Miguel Cervantes admits he was distracted while auditioning for the title role in the Chicago production of Hamilton. It was May 2016, and his 7-month-old daughter, Adelaide, had just been diagnosed with epilepsy. On the day of Cervantes’s third callback in New York City, Adelaide was getting a spinal tap to try to figure out the cause. “A friend of mine happened to be outside the studio after the audition,” Cervantes remembers. “I was talking to him and put my head in my hands and got a little emotional, and he was like, ‘Hey, man, I’m sure you did great.’ And I was like, ‘Dude, thanks, but I don’t care about Hamilton that much.’ ”
The news got worse a couple of months later, when doctors discovered that Adelaide had what’s known as infantile spasms, a particularly devastating form of epilepsy that can lead to severe developmental and cognitive delays.

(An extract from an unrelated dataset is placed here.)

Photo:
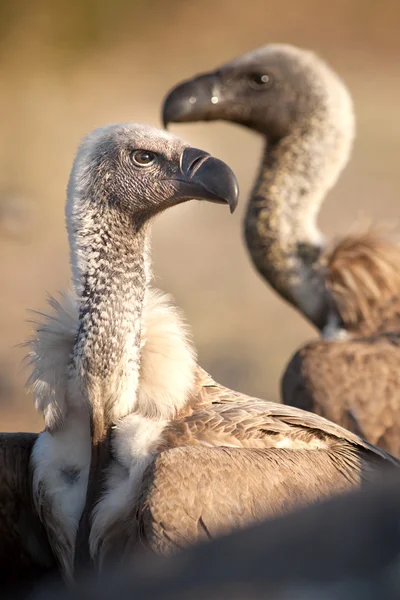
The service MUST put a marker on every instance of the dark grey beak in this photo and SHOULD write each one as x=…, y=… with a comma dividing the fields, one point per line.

Says her mother, Kelly: “You go to the hospital and find out you have cancer, and it’s, ‘Here’s the treatment.’ You get an epilepsy diagnosis, and you hear, ‘I’m sorry, there’s no cure. Let’s start throwing darts at a board to see which drugs might help.’ ”
Miguel landed the part and moved his family to Chicago, where he and Kelly connected with Citizens United for Research in Epilepsy to see how they could help others in their situation. Founded by Susan Axelrod, wife of political pundit David Axelrod, nearly 20 years ago, CURE is the nation’s largest nongovernmental organization funding epilepsy research.
The Cervanteses have since become a driving force in CURE (Kelly, a former events planner, serves on its board), as well as its new face (Miguel appeared in a CURE commercial). Miguel has put to use the platform his Hamilton role has afforded him. In April, he and members of the cast performed at a CURE gala, helping to raise $2 million. That same day, he released “ ’Til the Calm Comes,” a song he wrote about Adelaide, with all proceeds going to CURE. Now Miguel is helping relaunch the My Shot at Epilepsy social media campaign. (Think the Ice Bucket Challenge, but instead of being doused with cold water, participants strike the familiar Hamilton pose—left arm shooting up the sky—to encourage donations.) “The endgame,” says Miguel, “is to put epilepsy in the same conversation as Parkinson’s and Alzheimer’s and ALS.”